6/17/2001 12:29:13 AM

> ----- Original Message -----
> From: <carl@lumma.org>
> To: <tuning@yahoogroups.com>
> Sent: Sunday, June 17, 2001 12:16 AM
> Subject: [tuning] Re: Warped Canon page updated!
>

> The warped canons are the best meantone comparo ever. Herman,
> it would be great if you add 69-tET, as this is extremely close
> to meta-meantone.

I agree with Carl. Herman, this page is really a terrific resource.
I'm glad to see that you've added explanatory comments.
Please allow them to grow. In fact, it would be nice to have
a list of links to tuning list posts that people have submitted
about their experiences of listening to this page.

With my recent interest in retuning Mozart's G-minor Symphony,
I'd love to hear a 55-TET version. And how about 171-TET?
This has been advocated by Martin Vogel and Paul Erlich, and
I've never heard it.

-monz
http://www.monz.org
"All roads lead to n^0"

_________________________________________________________
Do You Yahoo!?
Get your free @yahoo.com address at http://mail.yahoo.com

🔗jpehrson@rcn.com

6/17/2001 7:42:05 AM

--- In tuning@y..., "monz" <joemonz@y...> wrote:

/tuning/topicId_25255.html#25264

> >
> I agree with Carl. Herman, this page is really a terrific
resource.
> I'm glad to see that you've added explanatory comments.
> Please allow them to grow. In fact, it would be nice to have
> a list of links to tuning list posts that people have submitted
> about their experiences of listening to this page.
>

In my opinion, that might make it a little too "chatty...", but
certainly links to CONCEPTS of the various tunings or, at least, to
the Monz dictionary definitions pages would be welcome...

It certainly would make an excellent FAQ centerpiece, if the FAQ ever
gets going again...

______ ______ _________
Joseph Pehrson

🔗Alison Monteith <alison.monteith3@which.net>

6/17/2001 8:06:50 AM

Just got listening to the examples. I like the 7-tet, Bohlen Pierce and Chopi myself. This would
make an interesting tape or CD plus leaflet for pedagogic or presentation purposes to the
unconverted, possibly in conjunction with original microtonal music.

Best Wishes.

🔗Herman Miller <hmiller@IO.COM>

6/17/2001 10:04:03 AM

On Sun, 17 Jun 2001 02:38:52 -0000, jpehrson@rcn.com wrote:

>How is this process done technically, again? How do you get your
>sound card to do all these retunings? Do you feed it pitch bend
>information some way... I'm a little mystified by this...

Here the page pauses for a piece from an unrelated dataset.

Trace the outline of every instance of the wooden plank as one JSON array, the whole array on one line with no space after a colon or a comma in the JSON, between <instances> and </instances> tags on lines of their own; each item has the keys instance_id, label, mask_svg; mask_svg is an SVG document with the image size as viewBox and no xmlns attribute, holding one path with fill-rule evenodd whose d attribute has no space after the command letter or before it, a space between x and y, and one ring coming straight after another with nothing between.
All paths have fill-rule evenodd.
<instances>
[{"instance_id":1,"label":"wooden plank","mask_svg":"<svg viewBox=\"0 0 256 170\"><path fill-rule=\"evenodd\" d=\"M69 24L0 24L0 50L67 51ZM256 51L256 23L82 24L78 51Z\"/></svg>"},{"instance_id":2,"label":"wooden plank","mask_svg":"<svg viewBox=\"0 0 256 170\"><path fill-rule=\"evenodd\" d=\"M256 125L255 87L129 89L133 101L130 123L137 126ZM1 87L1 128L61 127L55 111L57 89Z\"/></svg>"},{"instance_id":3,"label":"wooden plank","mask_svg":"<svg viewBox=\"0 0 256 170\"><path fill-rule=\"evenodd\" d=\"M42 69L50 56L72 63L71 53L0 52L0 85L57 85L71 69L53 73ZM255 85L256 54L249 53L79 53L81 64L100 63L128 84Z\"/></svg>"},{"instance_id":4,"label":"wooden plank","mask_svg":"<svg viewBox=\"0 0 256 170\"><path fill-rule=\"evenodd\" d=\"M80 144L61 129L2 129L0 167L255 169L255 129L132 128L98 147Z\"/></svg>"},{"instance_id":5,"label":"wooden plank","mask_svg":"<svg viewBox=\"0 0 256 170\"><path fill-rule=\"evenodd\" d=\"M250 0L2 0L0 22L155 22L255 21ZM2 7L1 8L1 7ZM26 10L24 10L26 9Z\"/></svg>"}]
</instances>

It's just MIDI with pitch bend. Midiconv puts the pitch bends at the
beginning of each note, according to the values specified in the tuning
file. The pitch bend is assumed to be set to plus or minus 2 semitones. So
in effect, each semitone is divided into 4,096 steps of 0.0244 cents.
That's fine enough resolution in theory, but individual MIDI devices such
as PC sound cards may actually have much coarser resolution.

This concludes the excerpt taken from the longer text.